9 Introducing more elements
I notice that the background is too simple, and the foreground also needs some additional elements. So I create new layers on the background and foreground, and loosely paint in some trees and river weeds using the Charcoal and Oil brushes. My detailing is saved for the focal points of the image.
10 Flip and define the shapes
I use a combination of Smudge, Soft Blender Stump and oil brushes to smooth the strokes created in the previous step. By reducing the pressure of my hand on the tablet during the painting process, I can create very soft effects using the Real Round Bristle brush. I then flip the image, just to check that I’ve not made any mistakes.
11 The face is too big!
I notice that the lady’s face is too big in relation to her body. So using the Lasso Selection tool I select the face area and copy and paste it on a new layer, then adjust the face with the Free Transform tool. I use the Eraser tool to remove the borderline areas of the new face, merge the new layer with the Foreground layer and paint until the new face matches the existing art.
12 Acting on feedback
After sending the WIP to the ImagineFX team, we decide to modify the lady’s pose to generate a more dynamic effect and to better integrate the image with the cover shape and elements. I have to change the position of the right arm, add a chain, reduce the drapery on the boat and alter the shape of the boat’s hull.

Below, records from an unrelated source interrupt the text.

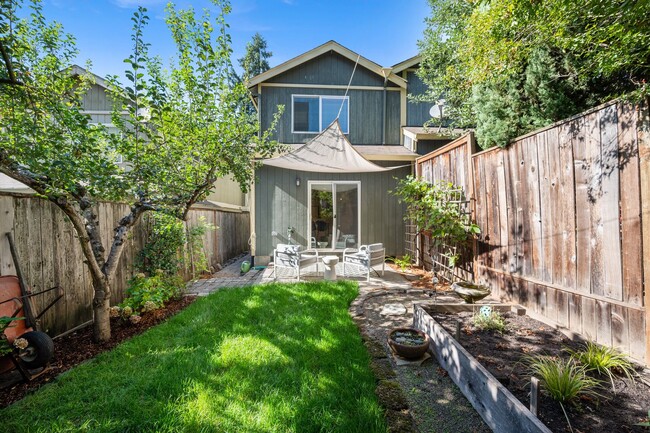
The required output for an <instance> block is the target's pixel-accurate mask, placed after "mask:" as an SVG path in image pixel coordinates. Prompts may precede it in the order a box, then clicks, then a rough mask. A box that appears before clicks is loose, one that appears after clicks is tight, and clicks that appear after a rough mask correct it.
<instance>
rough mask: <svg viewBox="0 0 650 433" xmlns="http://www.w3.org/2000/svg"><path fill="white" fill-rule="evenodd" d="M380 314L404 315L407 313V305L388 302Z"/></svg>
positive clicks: (400, 315) (384, 314)
mask: <svg viewBox="0 0 650 433" xmlns="http://www.w3.org/2000/svg"><path fill="white" fill-rule="evenodd" d="M379 314H381V315H382V316H403V315H404V314H406V307H405V306H404V305H402V304H386V305H384V308H382V310H381V313H379Z"/></svg>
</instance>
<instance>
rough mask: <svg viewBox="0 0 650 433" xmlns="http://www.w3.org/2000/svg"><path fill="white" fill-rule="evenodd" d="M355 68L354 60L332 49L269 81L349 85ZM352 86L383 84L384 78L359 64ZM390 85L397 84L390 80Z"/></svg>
mask: <svg viewBox="0 0 650 433" xmlns="http://www.w3.org/2000/svg"><path fill="white" fill-rule="evenodd" d="M353 70H354V62H353V61H351V60H350V59H348V58H346V57H343V56H342V55H340V54H338V53H336V52H333V51H330V52H329V53H326V54H323V55H321V56H318V57H316V58H314V59H312V60H309V61H307V62H305V63H302V64H300V65H298V66H296V67H295V68H292V69H290V70H288V71H286V72H284V73H282V74H279V75H276V76H275V77H272V78H269V80H268V82H269V83H285V84H286V83H289V84H314V85H340V86H347V84H348V82H349V81H350V76H351V75H352V71H353ZM351 85H352V86H383V85H384V79H383V78H382V77H381V76H379V75H377V74H376V73H374V72H372V71H369V70H368V69H366V68H364V67H362V66H357V69H356V71H354V77H353V78H352V84H351ZM388 86H389V87H394V86H396V85H395V84H394V83H391V82H389V83H388Z"/></svg>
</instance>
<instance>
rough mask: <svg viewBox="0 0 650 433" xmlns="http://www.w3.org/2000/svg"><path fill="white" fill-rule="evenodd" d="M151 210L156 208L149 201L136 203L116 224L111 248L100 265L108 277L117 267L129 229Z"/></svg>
mask: <svg viewBox="0 0 650 433" xmlns="http://www.w3.org/2000/svg"><path fill="white" fill-rule="evenodd" d="M151 210H156V208H155V207H154V206H153V205H151V204H150V203H142V202H141V203H136V204H135V205H133V207H131V212H130V213H129V214H128V215H126V216H124V217H123V218H122V219H121V220H120V222H119V223H118V226H117V227H116V228H115V236H114V237H113V243H112V244H111V250H110V252H109V253H108V257H107V258H106V262H105V263H104V265H103V267H102V272H104V274H105V275H106V276H107V277H108V278H110V277H112V276H113V274H114V273H115V270H116V269H117V264H118V261H119V258H120V256H121V253H122V250H123V249H124V238H125V237H126V235H127V234H128V233H129V232H130V231H131V229H132V228H133V226H135V225H136V224H137V223H138V221H140V218H142V215H144V213H145V212H148V211H151Z"/></svg>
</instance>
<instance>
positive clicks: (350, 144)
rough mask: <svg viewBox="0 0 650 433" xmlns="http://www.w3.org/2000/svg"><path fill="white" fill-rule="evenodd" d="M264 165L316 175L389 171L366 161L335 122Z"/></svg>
mask: <svg viewBox="0 0 650 433" xmlns="http://www.w3.org/2000/svg"><path fill="white" fill-rule="evenodd" d="M262 162H263V163H264V165H269V166H272V167H279V168H286V169H289V170H300V171H310V172H316V173H368V172H377V171H387V170H392V169H394V168H396V167H381V166H379V165H377V164H373V163H372V162H370V161H368V160H367V159H365V158H364V157H363V156H361V154H360V153H359V152H357V151H356V150H355V149H354V147H352V145H351V144H350V142H349V141H348V139H347V137H346V136H345V134H343V131H341V126H340V125H339V122H338V120H335V121H334V122H332V124H331V125H330V126H328V127H327V129H325V130H324V131H323V132H321V133H320V134H318V135H317V136H316V137H314V138H313V139H311V140H310V141H308V142H307V143H306V144H305V145H303V146H301V147H299V148H298V149H296V150H294V151H293V152H290V153H287V154H286V155H282V156H278V157H277V158H270V159H265V160H264V161H262Z"/></svg>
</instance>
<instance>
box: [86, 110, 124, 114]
mask: <svg viewBox="0 0 650 433" xmlns="http://www.w3.org/2000/svg"><path fill="white" fill-rule="evenodd" d="M81 114H113V111H111V110H83V111H82V112H81ZM120 114H129V112H128V111H120Z"/></svg>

13 Foreground and background details
I refine the dress, the drapery and the boat’s wooden hull by refining and smoothing the painting. In contrast, the background mustn’t be too defined because it risks diverting the viewer’s attention away from the focal point. I’m happy leaving the background as a series of rough tree shapes. This also gives more depth to the painting, ensuring that it doesn’t look too flat.
14 Finishing up
Here’s the final version of the painting after a few more minor corrections. I hope you’ve found my workshop and painting process interesting. It’s a reminder that a successful image can’t be rushed; basic shapes have to evolve into the final version, step by step, through a process of steady refinement.